]> git.ipfire.org Git - thirdparty/rspamd.git/commitdiff
[Fix] Handle group matchers in composites inverted index
authorVsevolod Stakhov <vsevolod@rspamd.com>
Wed, 26 Nov 2025 09:59:50 +0000 (09:59 +0000)
committerVsevolod Stakhov <vsevolod@rspamd.com>
Wed, 26 Nov 2025 09:59:50 +0000 (09:59 +0000)
Composites that use group matchers (g:, g+:, g-:) cannot be
efficiently indexed because we don't know which symbols will
match until runtime. Add these composites to not_only_composites
list so they are always evaluated.

src/libserver/composites/composites_manager.cxx

index 5e3be78d5adde712fa9858080c445f36e059b719..48c9af82a7136879c31f443ef889177bac500a18 100644 (file)

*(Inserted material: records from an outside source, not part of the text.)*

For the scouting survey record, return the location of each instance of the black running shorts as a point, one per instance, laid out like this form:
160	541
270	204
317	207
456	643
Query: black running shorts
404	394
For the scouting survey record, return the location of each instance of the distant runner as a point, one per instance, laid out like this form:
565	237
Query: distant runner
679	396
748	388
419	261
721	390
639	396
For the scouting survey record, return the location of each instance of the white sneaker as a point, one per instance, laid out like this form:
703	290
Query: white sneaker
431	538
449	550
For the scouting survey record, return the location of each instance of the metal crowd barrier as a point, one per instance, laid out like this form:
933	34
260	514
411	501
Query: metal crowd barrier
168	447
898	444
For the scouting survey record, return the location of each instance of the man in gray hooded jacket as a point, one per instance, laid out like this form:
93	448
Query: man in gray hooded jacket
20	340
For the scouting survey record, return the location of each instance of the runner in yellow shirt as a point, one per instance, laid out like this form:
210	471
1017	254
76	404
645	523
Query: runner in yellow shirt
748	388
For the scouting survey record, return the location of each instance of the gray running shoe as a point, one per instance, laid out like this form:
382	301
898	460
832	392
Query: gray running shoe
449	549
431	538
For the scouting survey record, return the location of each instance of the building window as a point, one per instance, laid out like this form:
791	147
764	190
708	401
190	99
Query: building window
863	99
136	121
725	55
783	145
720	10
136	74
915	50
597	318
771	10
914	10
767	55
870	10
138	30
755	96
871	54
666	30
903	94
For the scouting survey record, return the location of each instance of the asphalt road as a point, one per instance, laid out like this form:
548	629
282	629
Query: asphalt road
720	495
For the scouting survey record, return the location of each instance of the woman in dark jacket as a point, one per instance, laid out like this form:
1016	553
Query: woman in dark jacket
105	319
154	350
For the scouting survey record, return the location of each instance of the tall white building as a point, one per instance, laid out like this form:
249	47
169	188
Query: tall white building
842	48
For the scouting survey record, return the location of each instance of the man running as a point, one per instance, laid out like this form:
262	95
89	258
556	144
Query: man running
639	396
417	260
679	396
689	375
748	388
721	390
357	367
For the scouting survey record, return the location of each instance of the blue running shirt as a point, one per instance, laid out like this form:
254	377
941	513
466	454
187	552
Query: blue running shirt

@@ -477,6 +477,7 @@ struct inverted_index_cbdata {
        composites_manager *cm;
        rspamd_composite *comp;
        bool has_positive;
+       bool has_group_atom; /* Composite uses group matcher (g:, g+:, g-:) */
 };
 
 /*
@@ -522,6 +523,21 @@ inverted_index_atom_callback(GNode *atom_node, rspamd_expression_atom_t *atom, g
                ++start;
        }
 
+       std::string_view remaining(start, atom_str.end());
+
+       /* Check for group matchers: g:, g+:, g-: */
+       if (remaining.substr(0, 2) == "g:" ||
+               remaining.substr(0, 3) == "g+:" ||
+               remaining.substr(0, 3) == "g-:") {
+               /*
+                * Group matcher - we can't know which symbols will match at config time.
+                * Mark composite as having a group atom so it gets added to not_only list.
+                * This is conservative but safe.
+                */
+               cbd->has_group_atom = true;
+               return;
+       }
+
        /* Find end of symbol name (before '[' if present) */
        auto end = std::find(start, atom_str.end(), '[');
 
@@ -543,17 +559,27 @@ void composites_manager::build_inverted_index()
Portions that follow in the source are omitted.